Die Partie bei St. Pauli wollte Heerwagen auf keinen Fall verpassen, schließlich verbrachte der Schlussmann insgesamt fünfeinhalb Jahre beim Kiezclub. Da der Zugang zum Stadion wegen des Hygienekonzepts der Deutschen Fußball-Liga (DFL) aber streng geregelt ist, musste Heerwagen bis zuletzt hoffen, dass in der Funktionärsdelegation von Sandhausen noch ein Plätzchen für ihn frei ist. Mit Erfolg.

„Vielleicht stelle ich mich mit Sandhausen-Schal in den Gästeblock auf der Nordtribüne“, sagt Heerwagen mit einem Augenzwinkern. Seine Rolle als Glücksbringer muss er aber wie alle anderen Delegationsmitglieder auch auf der Haupttribüne ausfüllen. „Das werde ich! Wir brauchen die Zähler für den Klassenerhalt viel dringender als St.

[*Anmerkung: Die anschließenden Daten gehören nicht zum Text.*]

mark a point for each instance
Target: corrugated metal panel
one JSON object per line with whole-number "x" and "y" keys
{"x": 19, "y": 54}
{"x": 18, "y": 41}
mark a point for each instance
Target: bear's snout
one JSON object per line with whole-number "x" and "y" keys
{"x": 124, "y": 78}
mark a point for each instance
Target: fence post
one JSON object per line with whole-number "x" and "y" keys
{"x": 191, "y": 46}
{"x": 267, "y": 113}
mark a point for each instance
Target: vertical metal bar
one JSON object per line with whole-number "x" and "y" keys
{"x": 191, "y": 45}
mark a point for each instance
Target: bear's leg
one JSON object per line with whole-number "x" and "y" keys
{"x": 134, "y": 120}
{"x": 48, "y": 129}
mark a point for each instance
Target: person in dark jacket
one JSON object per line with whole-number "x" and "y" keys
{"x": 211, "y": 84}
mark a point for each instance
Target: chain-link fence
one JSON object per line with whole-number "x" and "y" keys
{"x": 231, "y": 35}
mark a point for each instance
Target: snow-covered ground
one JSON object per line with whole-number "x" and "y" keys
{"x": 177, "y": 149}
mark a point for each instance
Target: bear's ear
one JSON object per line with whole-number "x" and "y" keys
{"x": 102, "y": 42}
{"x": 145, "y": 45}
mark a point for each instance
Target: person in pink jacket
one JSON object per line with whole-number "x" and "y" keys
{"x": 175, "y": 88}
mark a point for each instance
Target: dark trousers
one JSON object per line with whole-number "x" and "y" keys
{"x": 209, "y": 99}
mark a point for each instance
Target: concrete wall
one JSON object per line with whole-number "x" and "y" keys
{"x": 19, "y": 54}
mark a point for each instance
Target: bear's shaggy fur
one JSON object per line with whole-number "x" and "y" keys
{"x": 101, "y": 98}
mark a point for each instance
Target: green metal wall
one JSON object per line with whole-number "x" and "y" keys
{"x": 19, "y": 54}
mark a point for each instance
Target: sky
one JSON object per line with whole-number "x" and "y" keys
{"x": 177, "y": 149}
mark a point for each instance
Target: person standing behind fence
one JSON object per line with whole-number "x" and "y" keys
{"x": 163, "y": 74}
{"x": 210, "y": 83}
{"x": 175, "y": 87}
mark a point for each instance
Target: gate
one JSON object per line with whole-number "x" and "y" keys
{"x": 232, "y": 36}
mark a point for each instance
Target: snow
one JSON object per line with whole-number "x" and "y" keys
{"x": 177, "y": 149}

Pauli. Die können die Punkte auch noch woanders holen“, scherzt der ehemalige Hamburger in der neuen Folge des Abendblatt-Podcasts „Millerntalk“.

Diekmeier und die St.-Pauli-Totenkopftasse

Bei aller Loyalität für seinen derzeitigen Arbeitgeber: Der FC St. Pauli ist immer noch tief in seinem Herzen verankert. Wie sehr, das zeigt Heerwagen auch in der Kabine des SV Sandhausen. Regelmäßig treffen sich dort die Führungsspieler vor den Trainingseinheiten zu einer Tasse Kaffee, um alltägliche und sportliche Themen zu besprechen. Mit dabei ist auch sein Kumpel und Sitznachbar Dennis Diekmeier (31), der neun Jahre für den HSV gespielt hat.

„Mich hat es immer geärgert, dass Dennis mit so einem Wegwerfbecher ankam. Ich habe ihm also gesagt, dass er mal eine ordentliche Tasse braucht. Also habe ich ihm eine St.-Pauli-Totenkopftasse besorgt. Er musste natürlich schmunzeln, trinkt aber seinen Kaffee mittlerweile gerne aus dieser Tasse“, scherzt Heerwagen.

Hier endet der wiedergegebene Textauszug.